Madame Bellane - de apellido Lafayette y descendiente de una antigua y vieja familia noble francesa- había heredado elegancia, fortuna y prestigio. Tras mudarse a Londres, fundó una reconocida academia donde jóvenes de familias nobles eran preparadas antes de su presentación en sociedad y futuros matrimonios.
Era una mujer importante. Su cabello rojo cuidadosamente recogido contrastaba con sus ojos profundos. Su figura robusta y su refinada manera de vestir imponían respeto, pero su voz conservaba una calidez casi maternal. Ella nunca se caso ni tuvo descendencia.
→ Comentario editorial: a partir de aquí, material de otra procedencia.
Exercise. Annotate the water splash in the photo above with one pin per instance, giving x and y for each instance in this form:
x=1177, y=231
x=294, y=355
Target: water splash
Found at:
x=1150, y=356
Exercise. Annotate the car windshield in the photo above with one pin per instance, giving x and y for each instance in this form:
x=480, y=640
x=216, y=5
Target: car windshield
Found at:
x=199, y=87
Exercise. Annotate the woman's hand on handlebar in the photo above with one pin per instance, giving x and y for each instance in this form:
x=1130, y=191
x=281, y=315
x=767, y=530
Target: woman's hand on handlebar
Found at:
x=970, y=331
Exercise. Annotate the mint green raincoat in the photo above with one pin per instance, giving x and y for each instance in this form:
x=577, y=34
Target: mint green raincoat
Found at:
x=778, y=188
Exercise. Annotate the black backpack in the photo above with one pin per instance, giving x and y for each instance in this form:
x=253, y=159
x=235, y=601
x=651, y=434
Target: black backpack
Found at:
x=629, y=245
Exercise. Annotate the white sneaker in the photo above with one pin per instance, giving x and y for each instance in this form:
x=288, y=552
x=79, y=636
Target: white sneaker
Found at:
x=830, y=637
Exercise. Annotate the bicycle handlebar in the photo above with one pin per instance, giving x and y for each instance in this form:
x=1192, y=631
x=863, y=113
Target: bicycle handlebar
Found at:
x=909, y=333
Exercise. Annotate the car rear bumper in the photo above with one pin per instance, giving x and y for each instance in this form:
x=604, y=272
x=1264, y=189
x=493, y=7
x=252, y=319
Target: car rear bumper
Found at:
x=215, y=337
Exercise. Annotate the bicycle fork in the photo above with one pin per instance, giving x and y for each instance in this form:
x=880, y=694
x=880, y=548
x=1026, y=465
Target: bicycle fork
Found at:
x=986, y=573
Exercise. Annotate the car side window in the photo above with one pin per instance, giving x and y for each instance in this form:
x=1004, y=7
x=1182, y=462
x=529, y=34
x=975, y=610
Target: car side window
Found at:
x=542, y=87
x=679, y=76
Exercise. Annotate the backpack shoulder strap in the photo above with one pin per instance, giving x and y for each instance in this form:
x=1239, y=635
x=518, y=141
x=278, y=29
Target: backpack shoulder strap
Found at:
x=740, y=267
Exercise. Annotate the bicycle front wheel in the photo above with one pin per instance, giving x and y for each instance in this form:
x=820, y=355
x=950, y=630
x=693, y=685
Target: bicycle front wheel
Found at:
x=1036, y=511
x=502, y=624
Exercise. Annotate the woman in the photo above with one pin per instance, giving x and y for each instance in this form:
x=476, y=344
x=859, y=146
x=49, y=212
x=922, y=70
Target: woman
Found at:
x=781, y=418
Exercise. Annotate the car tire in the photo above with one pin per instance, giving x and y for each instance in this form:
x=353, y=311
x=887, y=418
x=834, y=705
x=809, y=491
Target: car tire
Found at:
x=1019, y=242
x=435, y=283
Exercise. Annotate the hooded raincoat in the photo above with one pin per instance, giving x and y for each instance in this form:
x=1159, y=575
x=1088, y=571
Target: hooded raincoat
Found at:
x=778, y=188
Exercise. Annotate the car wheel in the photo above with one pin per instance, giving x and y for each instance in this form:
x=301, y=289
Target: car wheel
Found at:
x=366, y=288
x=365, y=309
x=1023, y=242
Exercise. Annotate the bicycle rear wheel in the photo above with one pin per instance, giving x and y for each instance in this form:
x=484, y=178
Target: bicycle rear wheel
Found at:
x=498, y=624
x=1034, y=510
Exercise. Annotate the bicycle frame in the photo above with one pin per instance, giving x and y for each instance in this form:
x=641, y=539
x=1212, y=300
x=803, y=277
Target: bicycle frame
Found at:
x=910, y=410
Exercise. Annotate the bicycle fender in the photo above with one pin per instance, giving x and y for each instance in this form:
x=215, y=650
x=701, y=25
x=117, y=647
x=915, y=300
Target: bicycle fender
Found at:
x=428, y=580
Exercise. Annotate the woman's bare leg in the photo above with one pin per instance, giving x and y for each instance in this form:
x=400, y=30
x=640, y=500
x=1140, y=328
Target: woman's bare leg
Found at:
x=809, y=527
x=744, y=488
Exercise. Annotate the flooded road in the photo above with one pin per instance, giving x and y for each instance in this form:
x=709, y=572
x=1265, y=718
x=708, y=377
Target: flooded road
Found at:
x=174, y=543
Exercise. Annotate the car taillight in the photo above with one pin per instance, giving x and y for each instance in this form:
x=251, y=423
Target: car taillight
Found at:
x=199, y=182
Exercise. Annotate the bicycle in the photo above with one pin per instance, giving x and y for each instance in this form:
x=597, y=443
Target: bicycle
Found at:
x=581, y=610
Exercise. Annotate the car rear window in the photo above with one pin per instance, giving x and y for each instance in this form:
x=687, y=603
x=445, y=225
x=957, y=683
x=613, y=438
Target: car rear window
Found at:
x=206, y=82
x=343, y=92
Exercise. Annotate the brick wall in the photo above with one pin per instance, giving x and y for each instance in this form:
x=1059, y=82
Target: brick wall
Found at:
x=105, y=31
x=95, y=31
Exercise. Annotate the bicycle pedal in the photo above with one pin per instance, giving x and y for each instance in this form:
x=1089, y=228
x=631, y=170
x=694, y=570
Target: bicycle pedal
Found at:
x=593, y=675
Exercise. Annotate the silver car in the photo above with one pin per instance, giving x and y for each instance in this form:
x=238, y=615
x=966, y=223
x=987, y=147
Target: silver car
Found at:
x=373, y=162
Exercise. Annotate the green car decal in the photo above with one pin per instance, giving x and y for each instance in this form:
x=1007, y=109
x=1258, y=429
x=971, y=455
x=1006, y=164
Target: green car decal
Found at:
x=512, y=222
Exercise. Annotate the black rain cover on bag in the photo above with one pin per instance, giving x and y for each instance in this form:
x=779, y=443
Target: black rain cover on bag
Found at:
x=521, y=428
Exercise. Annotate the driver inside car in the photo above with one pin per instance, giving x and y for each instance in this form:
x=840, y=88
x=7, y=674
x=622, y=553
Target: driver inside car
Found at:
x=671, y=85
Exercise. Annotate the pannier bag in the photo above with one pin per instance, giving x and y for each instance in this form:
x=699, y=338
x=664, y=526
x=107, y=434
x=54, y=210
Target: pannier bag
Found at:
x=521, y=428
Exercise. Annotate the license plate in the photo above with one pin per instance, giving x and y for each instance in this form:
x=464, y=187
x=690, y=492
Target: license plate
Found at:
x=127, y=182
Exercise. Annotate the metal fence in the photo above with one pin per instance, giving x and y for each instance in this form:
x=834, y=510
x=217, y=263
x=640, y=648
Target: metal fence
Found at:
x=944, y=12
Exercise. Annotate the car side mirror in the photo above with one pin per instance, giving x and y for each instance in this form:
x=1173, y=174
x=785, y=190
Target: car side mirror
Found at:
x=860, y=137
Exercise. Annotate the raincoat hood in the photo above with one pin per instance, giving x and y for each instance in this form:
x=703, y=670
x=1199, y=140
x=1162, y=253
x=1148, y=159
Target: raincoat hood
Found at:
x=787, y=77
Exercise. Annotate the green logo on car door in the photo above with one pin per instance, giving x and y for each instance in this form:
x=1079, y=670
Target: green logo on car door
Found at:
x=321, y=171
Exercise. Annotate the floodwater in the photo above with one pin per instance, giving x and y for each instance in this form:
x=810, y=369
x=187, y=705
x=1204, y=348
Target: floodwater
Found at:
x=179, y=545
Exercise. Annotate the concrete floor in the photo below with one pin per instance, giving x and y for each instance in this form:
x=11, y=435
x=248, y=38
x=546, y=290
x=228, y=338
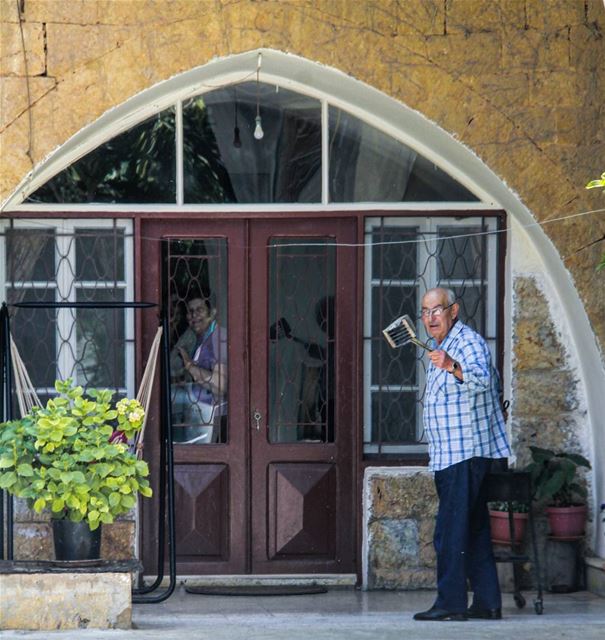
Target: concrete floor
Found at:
x=345, y=614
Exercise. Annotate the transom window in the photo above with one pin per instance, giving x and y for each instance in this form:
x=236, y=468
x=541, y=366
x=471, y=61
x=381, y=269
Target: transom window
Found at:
x=46, y=261
x=204, y=151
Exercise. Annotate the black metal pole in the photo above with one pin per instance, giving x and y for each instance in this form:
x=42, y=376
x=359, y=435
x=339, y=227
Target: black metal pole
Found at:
x=3, y=392
x=167, y=443
x=166, y=451
x=8, y=415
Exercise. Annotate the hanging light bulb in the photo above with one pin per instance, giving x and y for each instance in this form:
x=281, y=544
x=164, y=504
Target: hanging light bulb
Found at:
x=237, y=143
x=258, y=129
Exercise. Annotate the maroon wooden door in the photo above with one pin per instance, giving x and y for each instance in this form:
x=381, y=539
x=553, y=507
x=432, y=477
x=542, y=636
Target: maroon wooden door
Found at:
x=301, y=396
x=264, y=471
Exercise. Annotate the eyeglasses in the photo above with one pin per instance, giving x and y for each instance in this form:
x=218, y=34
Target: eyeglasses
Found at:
x=435, y=311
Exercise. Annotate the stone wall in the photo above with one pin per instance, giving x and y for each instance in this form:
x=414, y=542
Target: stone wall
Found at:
x=33, y=538
x=399, y=518
x=547, y=406
x=518, y=81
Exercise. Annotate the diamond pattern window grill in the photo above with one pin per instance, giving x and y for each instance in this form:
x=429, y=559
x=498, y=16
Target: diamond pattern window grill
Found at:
x=71, y=261
x=404, y=258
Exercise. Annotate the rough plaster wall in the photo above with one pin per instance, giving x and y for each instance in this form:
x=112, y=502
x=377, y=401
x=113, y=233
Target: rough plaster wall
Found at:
x=520, y=82
x=526, y=78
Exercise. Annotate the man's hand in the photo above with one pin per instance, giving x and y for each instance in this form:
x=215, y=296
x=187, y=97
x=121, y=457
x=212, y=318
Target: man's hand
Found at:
x=443, y=361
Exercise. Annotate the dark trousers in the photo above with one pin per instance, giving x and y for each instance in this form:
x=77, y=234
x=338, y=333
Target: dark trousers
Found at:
x=462, y=538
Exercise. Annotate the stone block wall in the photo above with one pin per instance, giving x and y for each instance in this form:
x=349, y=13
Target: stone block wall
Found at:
x=520, y=82
x=400, y=505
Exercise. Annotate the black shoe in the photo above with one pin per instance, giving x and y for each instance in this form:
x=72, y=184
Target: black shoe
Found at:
x=440, y=614
x=484, y=614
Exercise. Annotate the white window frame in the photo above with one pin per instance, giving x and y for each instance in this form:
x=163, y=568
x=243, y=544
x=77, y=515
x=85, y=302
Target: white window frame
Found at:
x=424, y=225
x=66, y=286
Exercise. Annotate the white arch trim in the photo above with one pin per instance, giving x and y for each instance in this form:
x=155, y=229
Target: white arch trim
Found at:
x=415, y=130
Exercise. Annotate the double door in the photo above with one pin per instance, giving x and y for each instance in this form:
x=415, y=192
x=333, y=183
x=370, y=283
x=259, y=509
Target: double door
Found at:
x=264, y=427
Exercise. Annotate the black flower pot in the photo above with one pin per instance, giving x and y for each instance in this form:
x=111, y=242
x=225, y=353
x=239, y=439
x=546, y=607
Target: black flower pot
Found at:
x=75, y=540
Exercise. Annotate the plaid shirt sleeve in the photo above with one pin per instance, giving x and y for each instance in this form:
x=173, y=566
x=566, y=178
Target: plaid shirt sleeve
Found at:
x=463, y=419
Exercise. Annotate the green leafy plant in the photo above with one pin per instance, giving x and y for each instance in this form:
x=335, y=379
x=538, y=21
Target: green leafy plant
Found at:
x=554, y=477
x=517, y=507
x=599, y=183
x=72, y=456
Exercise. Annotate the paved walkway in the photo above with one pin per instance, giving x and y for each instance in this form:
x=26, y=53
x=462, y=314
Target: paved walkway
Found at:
x=342, y=615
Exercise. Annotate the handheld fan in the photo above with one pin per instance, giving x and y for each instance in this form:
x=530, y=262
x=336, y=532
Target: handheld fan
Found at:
x=401, y=332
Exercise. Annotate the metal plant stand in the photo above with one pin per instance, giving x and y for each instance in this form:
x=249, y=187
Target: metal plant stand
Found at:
x=515, y=486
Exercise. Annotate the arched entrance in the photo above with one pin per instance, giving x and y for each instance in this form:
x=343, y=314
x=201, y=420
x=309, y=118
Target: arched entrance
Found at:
x=389, y=117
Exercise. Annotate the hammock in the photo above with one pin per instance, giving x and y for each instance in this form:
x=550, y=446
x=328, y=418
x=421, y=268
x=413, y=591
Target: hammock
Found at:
x=27, y=397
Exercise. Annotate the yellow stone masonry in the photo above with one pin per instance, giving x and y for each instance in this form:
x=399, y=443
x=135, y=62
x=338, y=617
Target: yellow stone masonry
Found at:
x=521, y=82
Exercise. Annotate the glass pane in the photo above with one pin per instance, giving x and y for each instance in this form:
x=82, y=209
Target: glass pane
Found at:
x=30, y=255
x=472, y=306
x=137, y=166
x=394, y=417
x=35, y=334
x=461, y=257
x=284, y=166
x=394, y=252
x=100, y=338
x=301, y=333
x=99, y=254
x=367, y=165
x=197, y=297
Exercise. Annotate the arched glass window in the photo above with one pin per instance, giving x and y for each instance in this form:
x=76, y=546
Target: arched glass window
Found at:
x=224, y=163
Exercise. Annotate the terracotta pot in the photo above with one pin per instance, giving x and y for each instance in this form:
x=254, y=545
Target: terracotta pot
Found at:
x=567, y=522
x=500, y=528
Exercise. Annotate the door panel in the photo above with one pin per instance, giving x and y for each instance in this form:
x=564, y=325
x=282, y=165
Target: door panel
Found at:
x=302, y=353
x=202, y=260
x=264, y=451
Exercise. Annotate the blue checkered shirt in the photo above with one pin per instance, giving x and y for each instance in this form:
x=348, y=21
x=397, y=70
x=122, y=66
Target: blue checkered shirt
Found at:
x=463, y=419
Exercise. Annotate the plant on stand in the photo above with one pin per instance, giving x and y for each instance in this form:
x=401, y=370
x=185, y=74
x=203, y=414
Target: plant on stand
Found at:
x=554, y=480
x=72, y=458
x=500, y=515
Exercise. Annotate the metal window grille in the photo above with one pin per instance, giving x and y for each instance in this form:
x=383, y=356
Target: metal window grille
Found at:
x=71, y=261
x=405, y=257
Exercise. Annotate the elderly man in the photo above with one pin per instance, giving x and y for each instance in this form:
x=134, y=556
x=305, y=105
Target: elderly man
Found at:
x=465, y=430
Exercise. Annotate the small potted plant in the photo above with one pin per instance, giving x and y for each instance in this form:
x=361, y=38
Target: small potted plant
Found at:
x=554, y=480
x=500, y=522
x=72, y=458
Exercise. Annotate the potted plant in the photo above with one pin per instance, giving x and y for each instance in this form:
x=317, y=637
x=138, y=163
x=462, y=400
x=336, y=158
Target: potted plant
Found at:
x=72, y=458
x=499, y=519
x=554, y=480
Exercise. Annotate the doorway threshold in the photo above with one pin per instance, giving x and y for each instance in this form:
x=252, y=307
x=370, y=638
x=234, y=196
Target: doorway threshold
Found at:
x=330, y=580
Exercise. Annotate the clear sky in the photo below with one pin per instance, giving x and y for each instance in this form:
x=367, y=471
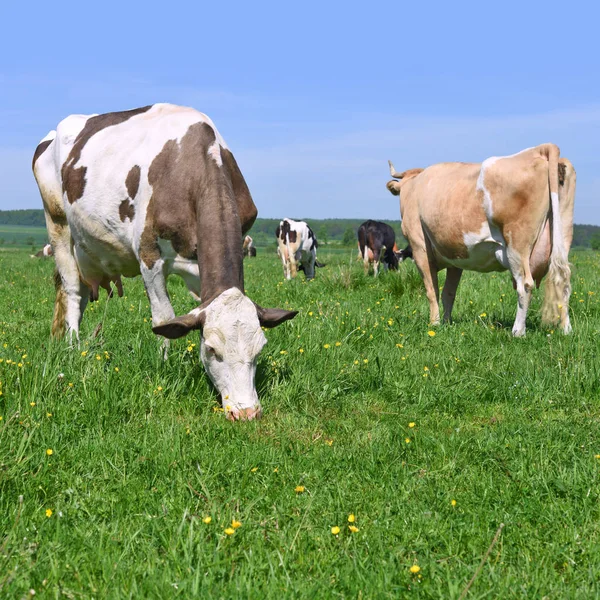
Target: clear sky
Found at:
x=314, y=97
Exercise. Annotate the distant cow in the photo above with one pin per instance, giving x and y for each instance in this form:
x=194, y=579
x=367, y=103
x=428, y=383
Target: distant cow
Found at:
x=376, y=242
x=156, y=191
x=45, y=252
x=248, y=247
x=297, y=248
x=512, y=212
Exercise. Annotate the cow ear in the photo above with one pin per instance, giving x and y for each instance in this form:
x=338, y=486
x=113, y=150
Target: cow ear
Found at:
x=180, y=326
x=271, y=317
x=394, y=187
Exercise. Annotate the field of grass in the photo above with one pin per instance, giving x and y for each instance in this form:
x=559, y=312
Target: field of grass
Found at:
x=22, y=236
x=112, y=461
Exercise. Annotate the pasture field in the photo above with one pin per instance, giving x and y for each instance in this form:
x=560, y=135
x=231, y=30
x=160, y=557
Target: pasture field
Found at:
x=430, y=441
x=22, y=236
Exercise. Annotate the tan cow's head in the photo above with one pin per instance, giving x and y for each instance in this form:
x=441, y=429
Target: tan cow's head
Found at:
x=395, y=186
x=231, y=341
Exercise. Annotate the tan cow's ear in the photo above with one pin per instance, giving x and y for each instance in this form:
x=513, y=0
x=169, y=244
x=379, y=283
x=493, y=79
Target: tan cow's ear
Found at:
x=180, y=326
x=271, y=317
x=394, y=187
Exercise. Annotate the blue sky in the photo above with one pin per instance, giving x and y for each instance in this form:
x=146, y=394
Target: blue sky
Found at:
x=314, y=97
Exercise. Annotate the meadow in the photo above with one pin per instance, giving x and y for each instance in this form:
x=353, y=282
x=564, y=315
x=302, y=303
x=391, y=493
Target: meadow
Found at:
x=121, y=478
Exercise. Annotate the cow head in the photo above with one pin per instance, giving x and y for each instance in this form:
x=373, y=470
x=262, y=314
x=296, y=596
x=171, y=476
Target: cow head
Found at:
x=231, y=341
x=404, y=254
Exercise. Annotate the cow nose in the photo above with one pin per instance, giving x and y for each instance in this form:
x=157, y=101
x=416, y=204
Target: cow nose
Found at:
x=245, y=414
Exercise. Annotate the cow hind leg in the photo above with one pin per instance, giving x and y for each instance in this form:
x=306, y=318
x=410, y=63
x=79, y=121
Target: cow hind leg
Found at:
x=430, y=278
x=521, y=272
x=453, y=275
x=71, y=293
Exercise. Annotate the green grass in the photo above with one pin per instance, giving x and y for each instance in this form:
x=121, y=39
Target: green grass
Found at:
x=21, y=236
x=506, y=427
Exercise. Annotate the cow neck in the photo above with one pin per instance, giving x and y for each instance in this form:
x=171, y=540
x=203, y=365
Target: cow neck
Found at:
x=220, y=258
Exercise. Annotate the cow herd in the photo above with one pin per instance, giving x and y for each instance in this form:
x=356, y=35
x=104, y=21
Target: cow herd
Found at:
x=156, y=191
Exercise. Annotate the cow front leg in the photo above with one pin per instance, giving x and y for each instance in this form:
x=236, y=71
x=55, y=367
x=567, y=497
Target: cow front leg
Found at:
x=453, y=275
x=155, y=282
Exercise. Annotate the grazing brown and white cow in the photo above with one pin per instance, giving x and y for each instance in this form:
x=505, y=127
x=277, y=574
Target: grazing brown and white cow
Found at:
x=297, y=248
x=156, y=191
x=45, y=252
x=376, y=242
x=248, y=247
x=510, y=212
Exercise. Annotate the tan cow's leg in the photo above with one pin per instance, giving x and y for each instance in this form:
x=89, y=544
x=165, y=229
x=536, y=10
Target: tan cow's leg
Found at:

Y aun así, en ese momento, frente a aquella niña temblorosa....Bellane no parecía una mujer poderosa.
Parecía simplemente una amiga que acababa de perder a alguien importante.
Sus manos recorrieron lentamente la carta.
"Mi querida amiga...
Si esta carta llegó a tus manos, significa que yo ya no estoy.
Te suplico que tomes a mis hijas Catalina y la pequeña Sofía y las cuides como yo ya no puedo hacerlo"
Madame cerró los ojos un instante.
Lindia sabía perfectamente que ella jamás ignoraría una petición así.
Volvió a mirar alrededor.
-¿Y tu hermana?- preguntó suavemente-. ¿Dónde esta?-
Aquello basto para romper a Catalina.
La niña llevó ambas manos a su rostro y comenzó a llorar desdesperadamente, como si hubiese estado conteniendose desde hacía horas.
-¡Se la llevaron...!- sollozó-. Ese hombre...en un carruaje negro...yo intenté alcanzarla pero ella estaba lastimada yo no la pude cargar... lo intente.
Las palabras salían entrecortadas por el llanto.
-No pude salvarla...
Madame sintió un escalofrió recorrerle el cuerpo. Su expresión cambio por completo. Ya no había solamente tristeza en sus ojos.
Había preocupación.
Porque en esta época (1845) una niña desaparecida rara vez volvía a casa.
Madame se arrodilló frente a esa niña ignorando todo protocolo y el lodo en su vestido elegante. Tomó el rostro de la niña entre sus manos con delizadeza.
-Escúchame bien, pequeña- dijo con firmeza y ternura a la vez- No volverás a estar sola. Te lo prometo.
Catalina bajó la mirada temblando.
Madame la abrazó con fuerza contra su pecho, y por primera vez desde la partida de su madre... Catalina sintió un poco de calor.